Why do I need to have dental x-rays (radiographs) taken and how often?

Dental radiographs provide a critical insight into dental conditions that would otherwise be impossible because they allow the dentist examine areas not always visible to the naked eye, such as areas beneath existing fillings or the spaces between teeth. They also allow the dentist to see below the enamel surface of teeth and assist in locating areas of decay and to check bone levels surrounding the teeth.

There are various types of dental radiographs used in dentistry for different purposes.

Bitewing radiographs are used for screening the crowns of the teeth and top part of the gums for signs of diseases such as decay and gum disease. This type of radiographs are generally taken routinely, often on a two-yearly basis, but may be needed more regularly.

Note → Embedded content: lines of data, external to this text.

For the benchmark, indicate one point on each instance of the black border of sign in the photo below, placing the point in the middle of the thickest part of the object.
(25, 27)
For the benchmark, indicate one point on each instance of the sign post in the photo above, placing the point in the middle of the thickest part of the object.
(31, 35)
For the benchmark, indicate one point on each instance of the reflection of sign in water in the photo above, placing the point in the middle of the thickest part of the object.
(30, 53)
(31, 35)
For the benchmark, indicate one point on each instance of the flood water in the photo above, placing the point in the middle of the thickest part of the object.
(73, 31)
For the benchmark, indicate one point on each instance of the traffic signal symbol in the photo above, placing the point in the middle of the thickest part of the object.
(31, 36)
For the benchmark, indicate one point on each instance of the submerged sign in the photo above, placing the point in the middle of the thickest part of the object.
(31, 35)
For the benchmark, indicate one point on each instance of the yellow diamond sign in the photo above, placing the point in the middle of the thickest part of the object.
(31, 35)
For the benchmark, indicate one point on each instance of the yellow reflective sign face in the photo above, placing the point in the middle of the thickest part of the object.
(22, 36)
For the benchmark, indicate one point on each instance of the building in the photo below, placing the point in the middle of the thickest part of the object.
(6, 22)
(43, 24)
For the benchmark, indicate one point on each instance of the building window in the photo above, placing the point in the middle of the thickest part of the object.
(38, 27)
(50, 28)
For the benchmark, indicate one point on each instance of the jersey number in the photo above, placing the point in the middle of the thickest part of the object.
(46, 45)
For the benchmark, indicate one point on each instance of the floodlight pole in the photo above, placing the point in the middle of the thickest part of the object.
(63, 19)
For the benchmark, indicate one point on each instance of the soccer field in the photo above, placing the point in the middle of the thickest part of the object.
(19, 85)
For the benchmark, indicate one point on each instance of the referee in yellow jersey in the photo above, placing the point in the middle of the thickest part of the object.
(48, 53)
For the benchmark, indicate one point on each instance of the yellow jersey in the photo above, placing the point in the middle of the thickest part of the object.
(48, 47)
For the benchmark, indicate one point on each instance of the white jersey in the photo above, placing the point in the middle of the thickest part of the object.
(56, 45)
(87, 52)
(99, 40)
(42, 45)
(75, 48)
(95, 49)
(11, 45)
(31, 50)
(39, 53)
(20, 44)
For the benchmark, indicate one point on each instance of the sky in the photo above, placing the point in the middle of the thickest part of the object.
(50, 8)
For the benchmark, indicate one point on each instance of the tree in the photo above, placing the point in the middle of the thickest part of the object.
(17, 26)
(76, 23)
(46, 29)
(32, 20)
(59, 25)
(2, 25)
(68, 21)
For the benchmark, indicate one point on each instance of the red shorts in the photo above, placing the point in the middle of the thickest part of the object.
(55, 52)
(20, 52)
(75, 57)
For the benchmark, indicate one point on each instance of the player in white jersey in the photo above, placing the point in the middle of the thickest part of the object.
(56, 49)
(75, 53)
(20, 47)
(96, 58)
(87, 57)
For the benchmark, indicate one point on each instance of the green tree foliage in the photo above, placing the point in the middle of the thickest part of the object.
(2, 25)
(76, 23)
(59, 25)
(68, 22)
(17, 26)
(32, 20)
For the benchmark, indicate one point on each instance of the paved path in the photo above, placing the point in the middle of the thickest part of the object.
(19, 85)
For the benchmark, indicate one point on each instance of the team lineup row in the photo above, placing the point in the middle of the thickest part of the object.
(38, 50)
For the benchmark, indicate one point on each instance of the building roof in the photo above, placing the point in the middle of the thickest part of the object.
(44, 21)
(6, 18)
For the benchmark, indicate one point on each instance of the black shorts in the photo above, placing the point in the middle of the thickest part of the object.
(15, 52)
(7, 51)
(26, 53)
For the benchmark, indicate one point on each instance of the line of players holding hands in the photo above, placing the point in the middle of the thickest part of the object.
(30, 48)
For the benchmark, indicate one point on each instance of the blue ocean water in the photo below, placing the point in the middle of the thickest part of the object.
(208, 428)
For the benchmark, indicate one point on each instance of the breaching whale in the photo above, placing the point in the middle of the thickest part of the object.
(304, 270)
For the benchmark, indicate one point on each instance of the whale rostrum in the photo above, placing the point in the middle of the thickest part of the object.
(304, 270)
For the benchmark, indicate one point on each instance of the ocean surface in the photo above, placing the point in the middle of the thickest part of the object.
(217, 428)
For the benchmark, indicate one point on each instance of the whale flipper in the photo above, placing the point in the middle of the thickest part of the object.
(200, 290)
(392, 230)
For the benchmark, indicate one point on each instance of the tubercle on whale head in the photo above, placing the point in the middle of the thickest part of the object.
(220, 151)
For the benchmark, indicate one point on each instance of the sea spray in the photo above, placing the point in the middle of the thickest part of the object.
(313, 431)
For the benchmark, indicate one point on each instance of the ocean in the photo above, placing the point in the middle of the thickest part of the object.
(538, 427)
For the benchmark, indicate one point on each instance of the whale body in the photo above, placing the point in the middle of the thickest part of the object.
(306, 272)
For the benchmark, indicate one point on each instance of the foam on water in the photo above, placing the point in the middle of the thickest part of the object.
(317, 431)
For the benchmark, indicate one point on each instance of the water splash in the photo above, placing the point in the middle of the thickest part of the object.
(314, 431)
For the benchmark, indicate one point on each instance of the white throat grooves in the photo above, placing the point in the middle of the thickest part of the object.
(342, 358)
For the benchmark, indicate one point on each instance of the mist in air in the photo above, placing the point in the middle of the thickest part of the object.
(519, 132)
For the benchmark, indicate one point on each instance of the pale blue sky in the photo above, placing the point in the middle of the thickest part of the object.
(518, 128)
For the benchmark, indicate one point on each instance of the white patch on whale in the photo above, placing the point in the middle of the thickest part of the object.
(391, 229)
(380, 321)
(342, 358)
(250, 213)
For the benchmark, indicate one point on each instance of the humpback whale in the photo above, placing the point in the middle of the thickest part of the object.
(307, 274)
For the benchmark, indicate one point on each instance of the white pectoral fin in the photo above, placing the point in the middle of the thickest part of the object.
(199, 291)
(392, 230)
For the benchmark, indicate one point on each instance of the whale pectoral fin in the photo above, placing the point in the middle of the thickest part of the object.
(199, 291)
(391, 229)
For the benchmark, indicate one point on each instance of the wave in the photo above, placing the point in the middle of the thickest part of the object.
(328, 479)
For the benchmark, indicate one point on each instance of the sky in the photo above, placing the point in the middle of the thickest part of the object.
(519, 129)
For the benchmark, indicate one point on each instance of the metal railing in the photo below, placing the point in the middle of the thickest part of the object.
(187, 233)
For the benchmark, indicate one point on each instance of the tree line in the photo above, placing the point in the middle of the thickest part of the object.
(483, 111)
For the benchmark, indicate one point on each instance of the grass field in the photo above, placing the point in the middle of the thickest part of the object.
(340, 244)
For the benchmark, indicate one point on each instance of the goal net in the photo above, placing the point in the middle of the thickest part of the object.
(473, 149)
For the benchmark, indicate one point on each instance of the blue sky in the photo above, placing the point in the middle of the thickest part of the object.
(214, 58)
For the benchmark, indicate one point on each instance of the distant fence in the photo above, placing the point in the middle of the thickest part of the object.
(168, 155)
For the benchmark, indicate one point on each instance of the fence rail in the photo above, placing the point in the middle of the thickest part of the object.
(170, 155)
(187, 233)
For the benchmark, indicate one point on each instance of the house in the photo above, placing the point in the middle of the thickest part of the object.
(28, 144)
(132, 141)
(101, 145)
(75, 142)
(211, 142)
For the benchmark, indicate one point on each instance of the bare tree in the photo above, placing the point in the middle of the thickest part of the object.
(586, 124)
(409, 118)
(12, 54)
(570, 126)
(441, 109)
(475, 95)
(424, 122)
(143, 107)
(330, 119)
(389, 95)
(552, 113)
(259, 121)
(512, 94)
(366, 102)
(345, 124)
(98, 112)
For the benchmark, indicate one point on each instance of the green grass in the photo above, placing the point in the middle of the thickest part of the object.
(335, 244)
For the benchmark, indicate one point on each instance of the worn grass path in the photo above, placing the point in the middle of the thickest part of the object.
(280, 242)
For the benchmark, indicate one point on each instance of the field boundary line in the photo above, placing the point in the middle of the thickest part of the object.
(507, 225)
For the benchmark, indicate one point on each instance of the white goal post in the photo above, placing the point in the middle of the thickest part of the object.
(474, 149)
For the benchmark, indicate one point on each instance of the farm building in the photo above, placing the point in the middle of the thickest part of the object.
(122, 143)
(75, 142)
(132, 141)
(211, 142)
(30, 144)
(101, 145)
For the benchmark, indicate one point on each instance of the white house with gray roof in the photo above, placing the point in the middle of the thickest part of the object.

Periapical radiographs are often used to diagnose the cause of tooth pain. These allow the length of the tooth to be seen, from top to tip of the root. This type of radiograph is also used during root canal treatment or prior to an extraction. This type of radiograph is taken as needed.

An OPG (orthopantomograph) is a large radiographic film which shows the entire mouth including details of the teeth, gums, jaws and sinuses. This may be recommended as a screening tool during a young person’s growth, to help determine the presence and positions of adult teeth developing within the jaws, as well as the presence or absence of wisdom teeth.